Case 2: Local in Default Format, S3 in Consolidated Format

In this case, we use the tierOverwrites to decouple local vs S3 format.
{
  "fieldConfigList": [
    {
      "name": "text_column",
      "indexes": {
        "text": {
          "storeInSegmentFile": "false"  // Local storage in default format
        }
      },
      "properties": {
        "luceneUseCompoundFile": "false",
        "luceneMaxBufferSizeMB": "128",
        "useANDForMultiTermQueries": "true",
        "luceneAnalyzerClass": "org.apache.lucene.analysis.standard.StandardAnalyzer",
        "luceneQueryParserClass": "org.apache.lucene.queryparser.classic.QueryParser"
      },
      "tierOverwrites": {
        "s3Tier": {
          "indexes": {
            "text": {
              "storeInSegmentFile": "true"  // S3 storage in consolidated format
            }
          }
        }
      }
    }
  ]
}

Enable Text Index on Existing Table with S3 Tiered Storage

For existing tables, local storage can remain as it is (default format), and tierOverwrites with storeInSegmentFile: “true” can be used to enable text index on S3 tiered storage: Note: For existing tables, the new flag will take effect on existing segments after a table reload but new segments(data) will pick the changes.
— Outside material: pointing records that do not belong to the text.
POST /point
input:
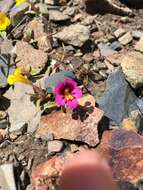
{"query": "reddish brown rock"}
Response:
(28, 56)
(129, 124)
(80, 125)
(45, 174)
(124, 151)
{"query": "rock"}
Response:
(75, 35)
(119, 32)
(81, 125)
(22, 112)
(45, 136)
(118, 94)
(6, 5)
(129, 124)
(26, 55)
(17, 13)
(70, 11)
(137, 117)
(139, 45)
(132, 68)
(6, 47)
(126, 38)
(116, 58)
(55, 146)
(56, 16)
(42, 176)
(124, 151)
(43, 8)
(6, 67)
(37, 28)
(7, 178)
(105, 49)
(51, 81)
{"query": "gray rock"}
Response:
(118, 98)
(52, 80)
(137, 34)
(17, 13)
(22, 112)
(56, 16)
(45, 136)
(75, 34)
(55, 146)
(27, 55)
(105, 49)
(7, 179)
(5, 5)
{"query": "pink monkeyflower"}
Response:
(67, 93)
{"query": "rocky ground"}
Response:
(100, 45)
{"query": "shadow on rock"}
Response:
(4, 103)
(82, 112)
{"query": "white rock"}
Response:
(75, 34)
(132, 66)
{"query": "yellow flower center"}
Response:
(67, 95)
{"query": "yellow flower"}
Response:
(18, 2)
(4, 21)
(17, 77)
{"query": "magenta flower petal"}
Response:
(72, 103)
(77, 92)
(70, 83)
(60, 100)
(58, 88)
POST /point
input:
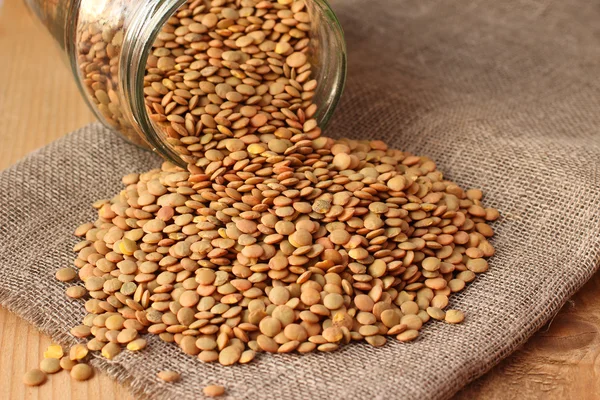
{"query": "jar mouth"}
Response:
(147, 24)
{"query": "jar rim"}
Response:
(147, 24)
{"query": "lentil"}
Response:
(275, 238)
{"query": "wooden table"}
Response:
(39, 102)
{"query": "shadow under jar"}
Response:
(114, 48)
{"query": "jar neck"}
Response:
(144, 27)
(59, 17)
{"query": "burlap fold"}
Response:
(503, 94)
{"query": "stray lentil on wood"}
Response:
(276, 238)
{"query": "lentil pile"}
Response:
(275, 239)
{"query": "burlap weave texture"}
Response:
(504, 95)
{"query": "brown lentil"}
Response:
(275, 238)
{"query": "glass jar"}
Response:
(108, 44)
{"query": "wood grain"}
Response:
(39, 102)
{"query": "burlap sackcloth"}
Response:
(505, 95)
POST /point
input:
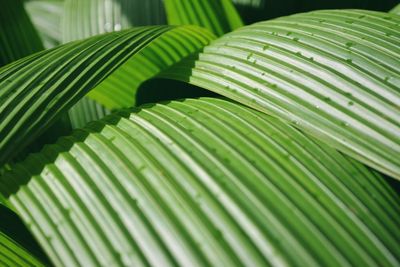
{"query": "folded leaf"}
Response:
(36, 90)
(219, 16)
(83, 19)
(46, 16)
(334, 74)
(18, 37)
(17, 246)
(396, 10)
(203, 183)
Table reload can take some time based on the data size in tables. Important: Local storage can remain in default format (separate directories), but when moving to S3, storeInSegmentFile must be set to “true” for tiered storage to work.
{
  "fieldConfigList": [
    {
      "name": "your_text_column",
      "indexes": {
        "text": {
         ...
        }
      },
      "properties": {
       ...
      },
      "tierOverwrites": {
        "myS3Tier": {
          "indexes": {
            "text": {
              "deriveNumDocsPerChunk": false,
              "rawIndexWriterVersion": 4,
              "storeInSegmentFile": "true"  // Enable consolidation for new segments
            }
          }
        }
      }
    }
  ]
}

How to Pin the Text Index

**Text index pinning works the same way as inverted index pinning and is specified using **preload.keys in the tier configuration. For detailed information on preloaded index configuration, refer to theStarTree documentation on preloaded index . To pin text indexes to specific storage tiers, configure the preload.keys in your tierConfigs:
{
  "tierConfigs": [
    {
      "name": "remoteTier",
      "segmentSelectorType": "time",
      "segmentAge": "7d",
      "storageType": "pinot_server",
      "serverTag": "RemoteTenant_OFFLINE",
      "tierBackend": "s3",
      "tierBackendProperties": {
        "pathPrefix": "<pathPrefix>",
        "region": "<region>",
        "bucket": "<bucket>"
      },
      "preload.index.keys.override": "*.text_index"  // Pin text index to this tier
    }
  ]
}
Note
Tiered storage features for text indexes work similar to other indexes (for example, inverted index). Once text indexes are consolidated into the pinot segment file with storeInSegmentFile: “true”, they can be moved between storage tiers just like any other index type.